Another poster offered:
Doesn’t Bakersfield have a large Okie population, though, almost to the point where it’s Tulsa West?
Yes, it was settled by “Okies”–the generic term used for Depression Era Refugees from Oklahoma, Texas, Arkansas & other states to the East. It was an ethnic slur in the days when John Steinbeck (& Woody Guthrie) gave us the saga of Tom Joad. Do the elite still use that term to describe Californians several generations removed from the Dust Bowl?
California’s other contribution to country music is the Country Rock that came out of Los Angeles in the 60’s & 70’s. I’ve got a soft spot for lots of that stuff, even though the hard-edged Bakersfield Sound makes it seem a tad wimpy. Especially after Gram Parsons OD’d & left the field to The Eagles.
Sorry. This faux naïveté of the OP put me in a grouchy mood. Why, yes, quite a few country singers use one of the several accents of the Southern USA. That is, in fact, where the music was born. Even though it’s traveled quite a bit since then.
So?
While in a general sense California, Oregon, and Washington could be considered West Coast, I don’t think of Bakersfield as being coastal California the way San Francisco, Los Angeles, and San Diego are.
Not only that, but the musicians of that time in Bakersfield were only closely removed from the Dust Bowl emigration form Oklahoma and other country music havens. In maybe ways the population was indistinguishable between the two places.
Yes, it was settled by “Okies”–the generic term used for Depression Era Refugees from Oklahoma, Texas, Arkansas & other states to the East. It was an ethnic slur in the days when John Steinbeck (& Woody Guthrie) gave us the saga of Tom Joad.
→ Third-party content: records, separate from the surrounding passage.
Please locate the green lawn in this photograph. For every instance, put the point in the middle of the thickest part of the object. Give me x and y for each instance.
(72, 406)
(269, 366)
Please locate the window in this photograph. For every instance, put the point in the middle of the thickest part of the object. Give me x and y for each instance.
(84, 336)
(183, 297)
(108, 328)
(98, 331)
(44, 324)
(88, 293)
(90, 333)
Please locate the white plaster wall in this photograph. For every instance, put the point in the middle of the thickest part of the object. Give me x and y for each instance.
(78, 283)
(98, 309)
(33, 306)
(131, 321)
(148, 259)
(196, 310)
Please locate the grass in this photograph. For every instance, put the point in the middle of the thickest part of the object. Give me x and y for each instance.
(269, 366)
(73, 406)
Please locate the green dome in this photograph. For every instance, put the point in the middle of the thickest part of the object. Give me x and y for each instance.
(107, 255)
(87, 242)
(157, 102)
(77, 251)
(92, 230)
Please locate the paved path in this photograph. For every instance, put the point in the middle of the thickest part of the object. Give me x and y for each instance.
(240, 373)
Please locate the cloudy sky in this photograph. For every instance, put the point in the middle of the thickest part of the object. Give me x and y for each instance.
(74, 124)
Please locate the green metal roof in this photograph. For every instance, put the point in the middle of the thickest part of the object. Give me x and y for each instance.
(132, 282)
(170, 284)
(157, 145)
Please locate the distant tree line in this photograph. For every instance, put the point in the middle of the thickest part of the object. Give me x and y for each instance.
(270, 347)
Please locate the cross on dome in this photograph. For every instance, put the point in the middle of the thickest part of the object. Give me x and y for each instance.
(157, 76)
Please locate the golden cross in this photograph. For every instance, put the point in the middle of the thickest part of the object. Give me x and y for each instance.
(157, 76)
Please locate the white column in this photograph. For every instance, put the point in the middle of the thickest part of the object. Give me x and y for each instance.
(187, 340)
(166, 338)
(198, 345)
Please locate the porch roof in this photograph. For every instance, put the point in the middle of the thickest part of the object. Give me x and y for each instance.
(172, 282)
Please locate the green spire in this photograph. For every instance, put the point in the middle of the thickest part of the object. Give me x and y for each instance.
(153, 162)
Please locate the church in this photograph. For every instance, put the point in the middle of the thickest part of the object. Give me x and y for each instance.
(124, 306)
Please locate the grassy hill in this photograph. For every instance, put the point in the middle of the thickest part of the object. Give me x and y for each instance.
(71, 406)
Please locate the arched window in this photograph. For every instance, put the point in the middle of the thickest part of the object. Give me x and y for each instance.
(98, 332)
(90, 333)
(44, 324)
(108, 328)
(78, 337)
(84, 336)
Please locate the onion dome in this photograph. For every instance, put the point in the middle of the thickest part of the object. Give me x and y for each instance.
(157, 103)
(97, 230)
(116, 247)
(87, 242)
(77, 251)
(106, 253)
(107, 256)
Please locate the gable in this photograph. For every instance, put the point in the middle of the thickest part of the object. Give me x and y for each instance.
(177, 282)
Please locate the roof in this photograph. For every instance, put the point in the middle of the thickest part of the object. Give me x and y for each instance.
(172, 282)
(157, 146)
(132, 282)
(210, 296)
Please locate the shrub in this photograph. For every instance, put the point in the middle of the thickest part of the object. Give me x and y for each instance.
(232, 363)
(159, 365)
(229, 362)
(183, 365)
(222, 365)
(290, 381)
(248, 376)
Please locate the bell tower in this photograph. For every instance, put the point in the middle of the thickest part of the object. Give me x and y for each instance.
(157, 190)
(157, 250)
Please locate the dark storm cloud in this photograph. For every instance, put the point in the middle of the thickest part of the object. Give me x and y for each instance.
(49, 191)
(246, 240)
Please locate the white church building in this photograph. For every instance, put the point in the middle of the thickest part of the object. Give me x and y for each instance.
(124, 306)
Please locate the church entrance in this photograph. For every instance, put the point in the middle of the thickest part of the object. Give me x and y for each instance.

Do the elite still use that term to describe Californians several generations removed from the Dust Bowl?
Since I am outside Bakersfield, and well within Dust Bowl refugee-land, and a recent transplant here from the Bay Area, I will take that one please 
No, the descendants of the original refugees, and the ones that are still alive, use that term among themselves sometimes.
Now, those same people treat the “Mexicans”, who may or may not actually be from Mexico, but who work the same shit jobs the “Okies” had when they arrived, the same way their ancestors were treated on arrival. And worse.
Serious, you could drive around large swaths of the Central Valley and it still looks eerily like those WPA photos from the 1930s.
One must remember that some people like BOTH kinds of music–country AND western.
Obviously western music accents come from the west.
It is what I refer to probably very un-politically-correctly as the “red-neck accent”. It can be heard across the country and seems to represent a mentality and lifestyle more than a region. The heaviest “red neck accent” speakers I know hail from vastly different areas.
Or, as I say, “Trailer is a universal dialect”.